Justine's loss of virginity intensifies her cannibalistic desires; some astute viewers might wonder if all of this is somehow a metaphorical exploration. Justine's lust for blood is portrayed as sexual empowerment, akin to being responsible for her own orgasm. Certainly this has intriguing feminist overtones. But the film's artfully graphic scenes of gore (which reportedly had some audience members at the Toronto Film Festival seeking medical attention after fainting) seem to belie a symbolic reading. And if sex, forming identity, fraternizing with peers and breaking away from family are all key elements of the coming of age narrative, then cannibalism, being the ultimate taboo, is perhaps no more outrageous an expression of social maturity than, say, shooting heroin. Both urges are often portrayed as addictions, destabilizing forces in otherwise civil society.

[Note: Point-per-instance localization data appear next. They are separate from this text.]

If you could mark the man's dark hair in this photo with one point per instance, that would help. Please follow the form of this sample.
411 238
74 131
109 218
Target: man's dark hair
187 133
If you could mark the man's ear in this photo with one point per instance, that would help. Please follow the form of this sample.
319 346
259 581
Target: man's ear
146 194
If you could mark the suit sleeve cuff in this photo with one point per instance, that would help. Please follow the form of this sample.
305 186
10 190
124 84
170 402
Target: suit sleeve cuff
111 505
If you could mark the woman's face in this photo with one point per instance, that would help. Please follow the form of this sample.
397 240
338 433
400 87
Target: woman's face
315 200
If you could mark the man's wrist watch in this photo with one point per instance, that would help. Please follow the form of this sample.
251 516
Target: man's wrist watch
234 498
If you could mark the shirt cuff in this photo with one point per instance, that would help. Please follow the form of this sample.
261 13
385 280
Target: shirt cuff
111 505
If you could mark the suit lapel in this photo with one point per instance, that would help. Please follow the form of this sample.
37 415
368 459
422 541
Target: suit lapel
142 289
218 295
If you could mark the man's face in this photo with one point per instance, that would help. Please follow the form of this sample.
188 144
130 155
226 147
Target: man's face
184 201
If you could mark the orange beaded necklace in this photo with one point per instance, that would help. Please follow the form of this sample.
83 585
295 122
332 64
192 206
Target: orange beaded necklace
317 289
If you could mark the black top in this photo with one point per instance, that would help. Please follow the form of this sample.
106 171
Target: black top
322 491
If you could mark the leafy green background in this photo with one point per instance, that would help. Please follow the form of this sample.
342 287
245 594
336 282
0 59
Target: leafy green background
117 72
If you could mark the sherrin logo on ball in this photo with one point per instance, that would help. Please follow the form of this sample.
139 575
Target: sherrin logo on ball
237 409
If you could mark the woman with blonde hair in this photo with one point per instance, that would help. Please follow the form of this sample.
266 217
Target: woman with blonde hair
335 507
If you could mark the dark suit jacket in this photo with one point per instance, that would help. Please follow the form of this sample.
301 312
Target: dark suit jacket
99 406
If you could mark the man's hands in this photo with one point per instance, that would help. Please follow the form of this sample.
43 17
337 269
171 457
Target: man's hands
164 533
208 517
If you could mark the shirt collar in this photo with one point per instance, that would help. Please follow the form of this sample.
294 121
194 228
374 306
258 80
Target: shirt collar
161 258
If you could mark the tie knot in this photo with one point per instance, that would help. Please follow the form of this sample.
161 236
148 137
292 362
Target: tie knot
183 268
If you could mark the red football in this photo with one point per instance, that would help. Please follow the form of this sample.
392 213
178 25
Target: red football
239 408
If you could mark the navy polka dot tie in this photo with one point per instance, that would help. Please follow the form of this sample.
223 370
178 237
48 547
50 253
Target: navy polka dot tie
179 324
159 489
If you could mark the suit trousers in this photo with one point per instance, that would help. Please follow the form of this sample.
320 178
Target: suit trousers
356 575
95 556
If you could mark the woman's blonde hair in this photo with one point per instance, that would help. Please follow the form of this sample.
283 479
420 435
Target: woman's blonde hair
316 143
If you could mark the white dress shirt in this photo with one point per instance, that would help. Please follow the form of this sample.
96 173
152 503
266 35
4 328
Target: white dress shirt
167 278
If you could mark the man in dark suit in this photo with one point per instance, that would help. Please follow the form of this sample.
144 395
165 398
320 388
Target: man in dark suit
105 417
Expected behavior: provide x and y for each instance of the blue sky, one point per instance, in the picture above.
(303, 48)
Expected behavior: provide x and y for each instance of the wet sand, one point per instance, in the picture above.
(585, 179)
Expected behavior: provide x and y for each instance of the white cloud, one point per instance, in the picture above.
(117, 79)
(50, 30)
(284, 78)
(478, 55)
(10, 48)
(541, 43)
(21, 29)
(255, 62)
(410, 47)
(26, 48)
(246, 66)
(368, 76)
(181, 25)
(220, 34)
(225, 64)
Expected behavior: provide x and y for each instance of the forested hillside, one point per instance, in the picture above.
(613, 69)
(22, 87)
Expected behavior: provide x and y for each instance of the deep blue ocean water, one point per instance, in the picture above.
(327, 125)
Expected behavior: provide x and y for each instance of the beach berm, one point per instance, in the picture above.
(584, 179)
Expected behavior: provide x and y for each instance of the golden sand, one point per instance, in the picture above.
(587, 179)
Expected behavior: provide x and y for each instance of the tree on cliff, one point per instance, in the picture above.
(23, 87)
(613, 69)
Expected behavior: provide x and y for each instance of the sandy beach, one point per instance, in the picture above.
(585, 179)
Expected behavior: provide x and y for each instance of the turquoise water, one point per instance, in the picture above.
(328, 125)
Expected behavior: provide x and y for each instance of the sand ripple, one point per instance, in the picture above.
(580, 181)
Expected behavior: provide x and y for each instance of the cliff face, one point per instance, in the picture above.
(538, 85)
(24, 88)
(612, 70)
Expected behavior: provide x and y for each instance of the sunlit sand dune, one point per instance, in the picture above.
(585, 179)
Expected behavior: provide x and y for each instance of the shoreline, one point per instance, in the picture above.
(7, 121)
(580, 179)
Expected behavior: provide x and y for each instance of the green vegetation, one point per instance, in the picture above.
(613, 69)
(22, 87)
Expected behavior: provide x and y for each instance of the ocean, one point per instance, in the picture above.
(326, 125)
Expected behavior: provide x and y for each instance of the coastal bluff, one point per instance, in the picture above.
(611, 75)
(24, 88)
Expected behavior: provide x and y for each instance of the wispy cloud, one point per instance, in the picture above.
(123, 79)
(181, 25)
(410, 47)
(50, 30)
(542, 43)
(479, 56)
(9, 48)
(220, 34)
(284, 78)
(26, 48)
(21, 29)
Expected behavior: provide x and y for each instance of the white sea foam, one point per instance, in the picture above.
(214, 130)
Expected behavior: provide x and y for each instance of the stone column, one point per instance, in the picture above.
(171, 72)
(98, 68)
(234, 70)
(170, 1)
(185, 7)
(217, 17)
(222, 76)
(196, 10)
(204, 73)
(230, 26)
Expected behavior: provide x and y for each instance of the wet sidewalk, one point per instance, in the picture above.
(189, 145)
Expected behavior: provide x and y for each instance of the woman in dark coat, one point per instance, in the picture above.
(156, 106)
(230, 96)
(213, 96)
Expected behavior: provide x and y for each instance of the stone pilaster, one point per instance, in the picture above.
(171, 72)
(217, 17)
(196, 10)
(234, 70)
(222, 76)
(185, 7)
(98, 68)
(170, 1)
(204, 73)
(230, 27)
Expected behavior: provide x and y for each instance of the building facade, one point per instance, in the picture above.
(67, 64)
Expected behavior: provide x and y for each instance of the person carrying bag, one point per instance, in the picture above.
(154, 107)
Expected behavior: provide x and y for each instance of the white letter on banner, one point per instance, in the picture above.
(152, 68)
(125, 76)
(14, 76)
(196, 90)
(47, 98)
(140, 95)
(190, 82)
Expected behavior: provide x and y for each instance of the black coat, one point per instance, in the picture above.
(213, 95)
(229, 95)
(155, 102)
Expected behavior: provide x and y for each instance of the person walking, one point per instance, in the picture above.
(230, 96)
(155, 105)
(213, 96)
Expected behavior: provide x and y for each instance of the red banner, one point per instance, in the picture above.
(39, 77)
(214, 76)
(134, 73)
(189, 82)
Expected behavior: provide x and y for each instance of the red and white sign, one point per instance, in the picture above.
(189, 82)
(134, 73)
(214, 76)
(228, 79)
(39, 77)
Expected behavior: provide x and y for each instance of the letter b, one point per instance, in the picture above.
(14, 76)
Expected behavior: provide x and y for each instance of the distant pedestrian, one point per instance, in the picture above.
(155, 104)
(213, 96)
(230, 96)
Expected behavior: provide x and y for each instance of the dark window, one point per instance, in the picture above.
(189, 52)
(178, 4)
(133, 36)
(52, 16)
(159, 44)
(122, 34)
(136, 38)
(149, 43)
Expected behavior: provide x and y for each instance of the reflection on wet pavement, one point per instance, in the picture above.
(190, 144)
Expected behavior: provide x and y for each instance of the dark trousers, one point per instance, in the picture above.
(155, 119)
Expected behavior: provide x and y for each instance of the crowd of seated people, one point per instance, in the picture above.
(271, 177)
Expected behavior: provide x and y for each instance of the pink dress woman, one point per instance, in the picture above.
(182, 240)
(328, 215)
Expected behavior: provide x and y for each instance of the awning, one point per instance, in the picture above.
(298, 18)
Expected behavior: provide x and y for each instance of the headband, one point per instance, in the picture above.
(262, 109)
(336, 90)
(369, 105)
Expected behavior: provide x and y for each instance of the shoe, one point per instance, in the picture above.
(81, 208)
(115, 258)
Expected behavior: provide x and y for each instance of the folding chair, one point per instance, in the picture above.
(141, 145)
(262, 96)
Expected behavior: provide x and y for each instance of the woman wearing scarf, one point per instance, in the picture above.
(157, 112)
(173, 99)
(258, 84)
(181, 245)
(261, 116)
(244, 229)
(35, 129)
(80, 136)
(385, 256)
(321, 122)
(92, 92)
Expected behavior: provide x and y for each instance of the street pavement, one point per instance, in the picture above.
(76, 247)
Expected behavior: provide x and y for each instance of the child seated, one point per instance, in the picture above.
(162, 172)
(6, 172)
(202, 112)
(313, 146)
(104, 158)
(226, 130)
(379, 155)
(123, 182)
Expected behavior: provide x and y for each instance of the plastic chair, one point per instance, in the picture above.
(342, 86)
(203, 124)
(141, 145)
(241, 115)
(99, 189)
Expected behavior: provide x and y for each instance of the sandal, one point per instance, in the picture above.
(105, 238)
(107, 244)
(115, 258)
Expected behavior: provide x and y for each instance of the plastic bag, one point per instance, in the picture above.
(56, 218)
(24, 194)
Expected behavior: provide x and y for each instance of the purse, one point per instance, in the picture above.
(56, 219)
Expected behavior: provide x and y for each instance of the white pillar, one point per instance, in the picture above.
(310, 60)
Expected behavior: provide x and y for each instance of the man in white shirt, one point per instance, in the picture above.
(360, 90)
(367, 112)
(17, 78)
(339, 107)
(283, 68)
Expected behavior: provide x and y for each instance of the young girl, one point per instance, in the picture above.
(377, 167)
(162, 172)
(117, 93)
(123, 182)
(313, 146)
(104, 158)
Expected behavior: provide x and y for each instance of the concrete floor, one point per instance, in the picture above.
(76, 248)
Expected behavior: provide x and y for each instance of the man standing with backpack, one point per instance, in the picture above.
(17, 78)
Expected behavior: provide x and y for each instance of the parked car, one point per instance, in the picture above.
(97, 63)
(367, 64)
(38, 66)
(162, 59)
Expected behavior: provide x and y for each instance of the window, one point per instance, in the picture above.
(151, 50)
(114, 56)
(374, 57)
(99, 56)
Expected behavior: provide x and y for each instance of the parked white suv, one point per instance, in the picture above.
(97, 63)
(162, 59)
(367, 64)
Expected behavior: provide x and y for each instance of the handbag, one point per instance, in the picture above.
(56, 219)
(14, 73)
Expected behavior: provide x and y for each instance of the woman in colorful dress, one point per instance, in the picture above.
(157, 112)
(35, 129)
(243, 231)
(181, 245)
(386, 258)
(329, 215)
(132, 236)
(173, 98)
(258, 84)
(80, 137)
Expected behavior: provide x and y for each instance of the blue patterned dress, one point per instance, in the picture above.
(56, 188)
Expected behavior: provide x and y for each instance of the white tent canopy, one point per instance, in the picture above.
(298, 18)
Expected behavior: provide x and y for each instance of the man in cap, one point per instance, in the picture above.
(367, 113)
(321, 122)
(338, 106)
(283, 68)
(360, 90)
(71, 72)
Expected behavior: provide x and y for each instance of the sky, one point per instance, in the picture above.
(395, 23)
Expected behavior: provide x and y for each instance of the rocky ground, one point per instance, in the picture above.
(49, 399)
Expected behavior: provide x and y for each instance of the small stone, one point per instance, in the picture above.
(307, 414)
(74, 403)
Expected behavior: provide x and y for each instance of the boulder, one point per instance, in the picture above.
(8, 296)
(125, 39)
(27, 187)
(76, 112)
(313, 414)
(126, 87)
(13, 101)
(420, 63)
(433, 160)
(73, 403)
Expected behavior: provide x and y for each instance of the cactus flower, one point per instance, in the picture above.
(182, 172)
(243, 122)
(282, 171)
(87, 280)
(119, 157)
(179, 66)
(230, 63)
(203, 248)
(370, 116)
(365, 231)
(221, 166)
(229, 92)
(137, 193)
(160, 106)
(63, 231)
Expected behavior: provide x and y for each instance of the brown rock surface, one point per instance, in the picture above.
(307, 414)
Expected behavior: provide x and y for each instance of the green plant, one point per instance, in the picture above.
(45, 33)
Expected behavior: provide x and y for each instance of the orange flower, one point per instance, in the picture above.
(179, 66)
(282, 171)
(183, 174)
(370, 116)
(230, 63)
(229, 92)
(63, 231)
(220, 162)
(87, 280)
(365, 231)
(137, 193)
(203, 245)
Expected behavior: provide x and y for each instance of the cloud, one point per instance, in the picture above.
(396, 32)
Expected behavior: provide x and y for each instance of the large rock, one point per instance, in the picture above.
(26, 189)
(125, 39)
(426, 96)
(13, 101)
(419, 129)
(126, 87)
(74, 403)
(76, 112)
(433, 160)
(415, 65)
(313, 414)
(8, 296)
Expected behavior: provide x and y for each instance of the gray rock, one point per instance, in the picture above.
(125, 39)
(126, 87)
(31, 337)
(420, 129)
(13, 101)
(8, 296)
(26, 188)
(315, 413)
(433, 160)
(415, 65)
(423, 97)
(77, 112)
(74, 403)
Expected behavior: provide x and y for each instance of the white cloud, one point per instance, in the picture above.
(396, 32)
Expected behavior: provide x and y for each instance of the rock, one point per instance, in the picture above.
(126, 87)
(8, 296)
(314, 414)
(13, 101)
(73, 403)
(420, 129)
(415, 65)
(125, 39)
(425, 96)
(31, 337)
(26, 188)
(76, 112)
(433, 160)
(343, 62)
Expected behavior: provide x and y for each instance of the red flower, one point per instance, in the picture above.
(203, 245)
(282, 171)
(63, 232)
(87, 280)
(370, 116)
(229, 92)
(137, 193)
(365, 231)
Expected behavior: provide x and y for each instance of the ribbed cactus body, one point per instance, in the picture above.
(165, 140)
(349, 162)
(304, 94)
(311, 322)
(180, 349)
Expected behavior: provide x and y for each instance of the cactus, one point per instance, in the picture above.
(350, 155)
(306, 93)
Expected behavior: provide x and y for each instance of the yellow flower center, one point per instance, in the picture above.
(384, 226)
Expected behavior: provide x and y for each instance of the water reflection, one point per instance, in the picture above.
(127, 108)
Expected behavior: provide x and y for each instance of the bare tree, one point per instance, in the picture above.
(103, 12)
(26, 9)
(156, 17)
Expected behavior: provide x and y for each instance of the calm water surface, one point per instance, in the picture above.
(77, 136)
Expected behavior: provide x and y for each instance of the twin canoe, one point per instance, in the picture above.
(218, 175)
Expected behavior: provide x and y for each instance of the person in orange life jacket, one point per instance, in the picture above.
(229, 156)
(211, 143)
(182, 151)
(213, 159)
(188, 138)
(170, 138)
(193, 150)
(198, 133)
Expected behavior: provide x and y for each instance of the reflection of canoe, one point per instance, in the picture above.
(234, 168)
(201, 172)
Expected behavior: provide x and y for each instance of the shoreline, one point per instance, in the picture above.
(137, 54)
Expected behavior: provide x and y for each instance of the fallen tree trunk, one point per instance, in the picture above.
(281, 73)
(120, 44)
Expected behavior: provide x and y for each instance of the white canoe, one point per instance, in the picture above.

In a scene towards the end of the film, students appear on a rooftop, wrapped in blankets, their tired faces ravaged by long laboratory sessions and late nights of partying, lit by the sunrise. It's an epiphanic moment, but it's not at all clear what they have realized.
The film has an alluring lexicon of moods: luminous, glossy, animalistic, pastoral. If not for the trail of corpses left behind, this might be reminiscent of other dreamy European coming-of-age narratives. But Ducorneau's vision is stark in its newness and depth. Raw challenges viewers to see beneath the gruesome surface and consider cannibalism's haunting social implications.